William Naismith's rule

Naismith's rule. A basic planner for figuring out how much distance a reasonably fit person on reasonably friendly terrain can cover. Then a guy named Tranter added a bunch of corrections for age, etc. This all came up in a conversation with Kevin McLane, surely one of Canada's most prolific climbers, writers, and general "give 'er" kind of individuals.

I have a few rules like this as well. General rules (with tons of exceptions).

Ten pitches of climbing fresh ice will pretty much take all day.
I can generally run about ten minute miles on almost any trail out there if averaged over the course of a few hours.

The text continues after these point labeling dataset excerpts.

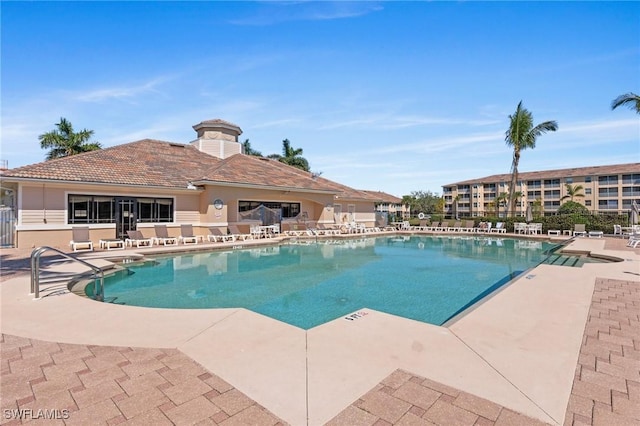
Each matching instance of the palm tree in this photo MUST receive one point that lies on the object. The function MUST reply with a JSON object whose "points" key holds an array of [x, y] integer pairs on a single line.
{"points": [[572, 191], [64, 142], [246, 148], [522, 134], [291, 156], [629, 99], [502, 201]]}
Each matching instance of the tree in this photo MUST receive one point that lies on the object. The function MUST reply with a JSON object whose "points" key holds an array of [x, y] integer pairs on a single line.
{"points": [[502, 200], [63, 141], [246, 148], [291, 156], [629, 99], [521, 135], [572, 192], [571, 207]]}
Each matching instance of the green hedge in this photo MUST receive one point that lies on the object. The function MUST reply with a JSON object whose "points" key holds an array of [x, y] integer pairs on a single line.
{"points": [[593, 222]]}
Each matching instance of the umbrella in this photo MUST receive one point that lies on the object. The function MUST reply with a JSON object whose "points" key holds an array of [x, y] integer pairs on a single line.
{"points": [[529, 214]]}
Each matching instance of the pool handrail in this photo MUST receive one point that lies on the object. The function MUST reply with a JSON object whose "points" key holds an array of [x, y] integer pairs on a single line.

Except when I can't.
Ten pitches of gear climbing at my trad standard will pretty much take all day.
Any approach not involving trails will generally take a "practice" approach to find the way in.
Eat every hour at the minimum or suffer.
Take twice the food and half the water in winter as you do in summer.
If your winter pack is bigger than 45L you're backpacking, not climbing fast.
A pack smaller than ten liters is a purse.
The farther you are from home the more you'll get done in the wrong conditions.
Put another way, visiting climbers are often stronger than the locals...
Camping is vastly over-rated. Most local trips can be done without camping.
As you get older your potential for injury while doing new sports increases and is inverse to your ability to heal from an injury...

And so on, this sort of stuff is fun for me to geek out on.